The Women’s Centre caters to adolescent mothers by providing accommodation and health care for the pregnant teens and their babies, and then ensuring that the young mothers are re-integrated into the school system.
“We take them here when they are pregnant and after they’ve had their babies, we send them back into the regular school system,” Johnson said.
But sometimes, Johnson said, some of the young mothers get pregnant a second time — requiring yet more help from the centre.
“The second-pregnancy rate is less than two per cent,” she stressed, “but most times it’s due to a contraceptive failure, because we recommend that the girls go on a contraceptive method before returning to school”.

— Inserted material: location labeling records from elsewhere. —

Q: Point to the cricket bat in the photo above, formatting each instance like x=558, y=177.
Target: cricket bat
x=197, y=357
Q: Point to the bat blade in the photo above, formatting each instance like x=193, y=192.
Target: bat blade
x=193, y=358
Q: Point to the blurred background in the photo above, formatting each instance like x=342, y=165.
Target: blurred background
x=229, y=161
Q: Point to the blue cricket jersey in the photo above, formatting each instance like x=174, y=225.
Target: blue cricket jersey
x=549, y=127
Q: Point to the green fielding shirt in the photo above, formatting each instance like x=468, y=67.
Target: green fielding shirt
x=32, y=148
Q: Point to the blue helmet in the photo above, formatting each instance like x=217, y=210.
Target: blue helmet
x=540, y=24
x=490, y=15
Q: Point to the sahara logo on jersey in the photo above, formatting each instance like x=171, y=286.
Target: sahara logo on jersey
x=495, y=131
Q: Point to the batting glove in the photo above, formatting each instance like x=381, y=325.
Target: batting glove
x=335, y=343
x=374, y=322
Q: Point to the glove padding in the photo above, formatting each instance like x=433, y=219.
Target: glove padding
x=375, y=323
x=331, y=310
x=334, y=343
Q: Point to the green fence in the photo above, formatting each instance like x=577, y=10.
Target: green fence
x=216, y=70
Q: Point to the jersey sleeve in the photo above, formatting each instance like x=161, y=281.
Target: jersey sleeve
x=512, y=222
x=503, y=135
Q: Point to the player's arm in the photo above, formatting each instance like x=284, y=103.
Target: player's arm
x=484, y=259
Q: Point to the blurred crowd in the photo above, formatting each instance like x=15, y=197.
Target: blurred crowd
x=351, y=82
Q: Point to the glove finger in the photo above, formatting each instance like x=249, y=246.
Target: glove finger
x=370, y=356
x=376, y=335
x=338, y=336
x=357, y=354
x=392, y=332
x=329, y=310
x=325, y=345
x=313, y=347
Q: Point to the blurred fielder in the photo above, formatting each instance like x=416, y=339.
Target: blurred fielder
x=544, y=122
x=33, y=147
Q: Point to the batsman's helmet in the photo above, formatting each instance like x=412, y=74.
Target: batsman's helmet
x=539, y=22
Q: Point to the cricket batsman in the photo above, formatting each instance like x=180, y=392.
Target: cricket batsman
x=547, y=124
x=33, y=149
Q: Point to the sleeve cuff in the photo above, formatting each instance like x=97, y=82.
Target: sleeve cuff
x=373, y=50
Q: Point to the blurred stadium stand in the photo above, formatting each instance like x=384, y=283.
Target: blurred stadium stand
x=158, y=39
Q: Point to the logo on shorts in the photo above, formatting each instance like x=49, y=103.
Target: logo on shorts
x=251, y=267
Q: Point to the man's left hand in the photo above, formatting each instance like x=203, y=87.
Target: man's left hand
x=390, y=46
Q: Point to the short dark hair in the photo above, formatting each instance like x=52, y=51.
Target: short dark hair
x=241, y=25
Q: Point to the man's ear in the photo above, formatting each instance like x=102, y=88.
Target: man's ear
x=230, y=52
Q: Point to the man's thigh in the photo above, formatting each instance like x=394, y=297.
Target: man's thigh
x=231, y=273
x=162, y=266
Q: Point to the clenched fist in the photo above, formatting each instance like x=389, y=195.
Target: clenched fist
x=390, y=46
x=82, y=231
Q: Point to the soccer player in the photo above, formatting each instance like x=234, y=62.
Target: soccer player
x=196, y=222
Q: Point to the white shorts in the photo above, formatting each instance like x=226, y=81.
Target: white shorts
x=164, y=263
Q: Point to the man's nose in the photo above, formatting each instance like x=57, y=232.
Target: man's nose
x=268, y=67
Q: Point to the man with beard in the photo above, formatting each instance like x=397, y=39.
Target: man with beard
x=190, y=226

Since the Women’s Center of Jamaica Foundation was launched in 1978, the programme has assisted more than 29,000 young mothers. According to Johnson, more than 1,300 girls entered the programme last year and just over 600 were able to go back to school.

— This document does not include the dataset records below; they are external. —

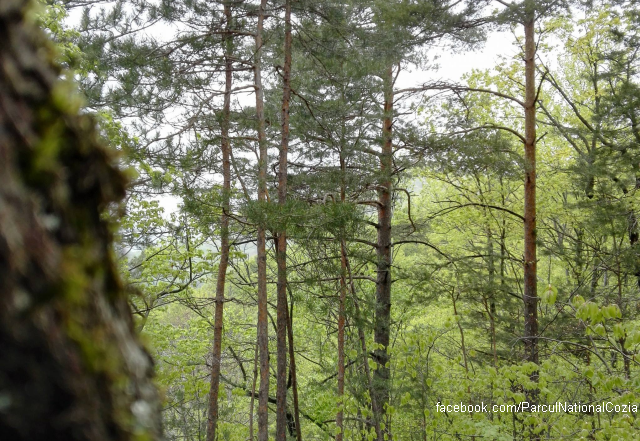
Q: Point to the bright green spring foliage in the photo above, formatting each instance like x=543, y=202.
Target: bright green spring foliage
x=457, y=297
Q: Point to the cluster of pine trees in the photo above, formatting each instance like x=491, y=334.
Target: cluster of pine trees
x=348, y=253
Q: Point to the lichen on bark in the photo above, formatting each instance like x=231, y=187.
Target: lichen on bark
x=71, y=366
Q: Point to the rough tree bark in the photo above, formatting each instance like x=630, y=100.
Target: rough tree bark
x=281, y=255
x=263, y=330
x=216, y=353
x=530, y=258
x=382, y=322
x=71, y=367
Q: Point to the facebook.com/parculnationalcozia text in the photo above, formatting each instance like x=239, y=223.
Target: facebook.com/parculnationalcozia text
x=557, y=407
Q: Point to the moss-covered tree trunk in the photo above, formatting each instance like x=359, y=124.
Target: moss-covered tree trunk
x=71, y=367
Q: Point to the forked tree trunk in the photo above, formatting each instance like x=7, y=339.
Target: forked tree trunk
x=71, y=366
x=382, y=323
x=216, y=358
x=263, y=328
x=281, y=255
x=530, y=258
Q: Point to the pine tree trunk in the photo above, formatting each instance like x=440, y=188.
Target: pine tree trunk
x=281, y=306
x=292, y=371
x=382, y=322
x=263, y=329
x=71, y=366
x=216, y=358
x=530, y=258
x=341, y=313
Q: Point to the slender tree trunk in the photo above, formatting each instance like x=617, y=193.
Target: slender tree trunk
x=530, y=258
x=363, y=345
x=341, y=315
x=281, y=316
x=216, y=358
x=292, y=371
x=71, y=365
x=382, y=322
x=263, y=323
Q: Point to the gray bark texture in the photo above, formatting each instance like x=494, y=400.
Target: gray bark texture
x=71, y=366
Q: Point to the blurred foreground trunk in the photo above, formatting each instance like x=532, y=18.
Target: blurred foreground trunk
x=71, y=367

“A number of the girls who have passed through the programme have done well in their external examinations and some have even gone on to become doctors, nurses and teachers,” the co-ordinator added.
The centre also provides counselling for the young fathers of the teens’ babies, as well as other adolescent males who may need help.
“What happens is that we offer remedial education, counselling and skills training, as we recognise that this is one of our preventative measures,” Johnson explained.
Last year, the programme assisted 762 young men.